The paper appeared in the November-December issue of the Journal of Spacecraft and Rockets, published by the American Institute of Aeronautics and Astronautics. It was written by Jay Ambrose, an engineer at Lockheed Martin Corp.'s Advanced Technology Center; Collicott; and former Lockheed Martin engineer Boris Yendler.
Although it may sound like a simple task, precisely monitoring the quantity of propellant in a satellite's fuel tank is not so easy. The problem's complexity is perhaps illustrated by the level of skills needed for the research, said Collicott, adding that all three researchers have doctoral degrees in aerospace engineering.
"It's not like a car's fuel tank, which has a little float that floats on top of the gasoline and moves a lever," Collicott said. "Floats don't work in space because everything is floating."
Conventional gauging methods include calculating fuel consumption based on the number and duration of all rocket firings since launch. Because engineers know how much fuel the rockets consume, they can estimate how much is left. Another technique is to use the ideal gas law, in which the temperature and pressure of gas in a container can be used to calculate how much gas is present. Knowing how much gas is contained in the tank, in turn, reveals information about how much liquid fuel is present.
"These methods have worked, but the quest for improvements and redundancy led to the new technique," Collicott said.
The engineers used a model created in the early 1990s by Kenneth Brakke, a mathematics professor at Susquehanna University, to help improve fuel gauging. The model was initially used to describe the mathematics behind such phenomena as the formation of soap bubbles. It also helped to solve the following problem: When a straw is placed inside a glass of water, why does the water level inside the straw rise higher than the level in the glass?
"The exact same physics, the wicking action, is responsible for positioning fuel inside the tank," Collicott said. "Here on Earth we see this capillary action only on very small length scales because gravity generally overwhelms it.

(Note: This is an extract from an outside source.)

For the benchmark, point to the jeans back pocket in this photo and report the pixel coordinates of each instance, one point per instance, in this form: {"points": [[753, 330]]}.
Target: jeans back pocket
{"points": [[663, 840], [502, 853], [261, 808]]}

"But in space the weight of the liquid is irrelevant."
Consequently, the effect is exaggerated in space, making it more difficult to predict the liquid's movement and its location inside the tank.
However, Collicott's application of the model makes it possible to use routine temperature data from the satellite to monitor how much fuel is left in the tank. Those data come from heaters, which are needed to keep the fuel from freezing, and temperature sensors located on the outside of the fuel tank.

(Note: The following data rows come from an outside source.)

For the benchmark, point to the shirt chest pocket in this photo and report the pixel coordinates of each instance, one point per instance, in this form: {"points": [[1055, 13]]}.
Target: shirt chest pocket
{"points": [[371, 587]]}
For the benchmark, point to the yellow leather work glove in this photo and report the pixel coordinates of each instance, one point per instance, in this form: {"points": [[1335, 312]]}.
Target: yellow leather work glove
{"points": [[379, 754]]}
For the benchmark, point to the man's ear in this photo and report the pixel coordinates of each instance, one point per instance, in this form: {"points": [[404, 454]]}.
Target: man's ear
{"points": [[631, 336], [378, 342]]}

Areas of the tank that contain fuel take longer to heat, while portions of the tank that are empty heat up faster. The more fuel that is present, the longer it takes to heat.
"The same principle applies to a pot of water on a stove," Collicott said. "The less water there is in the pot, the faster it heats up."

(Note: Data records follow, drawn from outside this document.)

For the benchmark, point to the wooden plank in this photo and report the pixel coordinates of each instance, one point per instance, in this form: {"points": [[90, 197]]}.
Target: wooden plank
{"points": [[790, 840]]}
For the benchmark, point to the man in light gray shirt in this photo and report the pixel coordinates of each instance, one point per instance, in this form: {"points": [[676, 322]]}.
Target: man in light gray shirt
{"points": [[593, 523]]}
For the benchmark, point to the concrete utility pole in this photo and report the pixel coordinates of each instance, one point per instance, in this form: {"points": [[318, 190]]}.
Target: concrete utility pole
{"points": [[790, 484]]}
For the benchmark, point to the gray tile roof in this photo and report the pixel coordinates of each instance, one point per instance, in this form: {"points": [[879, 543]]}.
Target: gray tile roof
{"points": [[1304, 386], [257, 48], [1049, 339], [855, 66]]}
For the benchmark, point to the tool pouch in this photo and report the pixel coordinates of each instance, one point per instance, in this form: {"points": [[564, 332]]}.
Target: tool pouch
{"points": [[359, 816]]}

Information returned to Earth from satellites reveals how fast different areas of the tank are heating up, indirectly indicating where the most fuel is located. The model uses the temperature information to provide a detailed, three-dimensional understanding of where fuel is located inside the tank. That information can, in turn, be used to calculate how much fuel remains in the tank.
"One practical benefit of this gauging method is that it makes use of hardware that is already a standard part of these satellites," Collicott said. "As such it can even be applied to satellites launched before this work began."
Lockheed Martin uses the technique on some commercial communications satellites, such as those for digital television broadcast to homes. The technique may be improved in the future, as researchers gain a better understanding of how fluids behave in weightlessness.
"Propellant gauging has long been a problem," Collicott said. "I am not saying by any means that this has the whole thing solved."
The technique also might be used to help design satellite fuel tanks that better control the position of liquid propellants. An unbalanced load can cause a satellite to wobble, which requires a greater use of thrusters to control the spacecraft. Designs that better control the fuel's movement would result in less fuel consumption and increased revenue, Collicott said.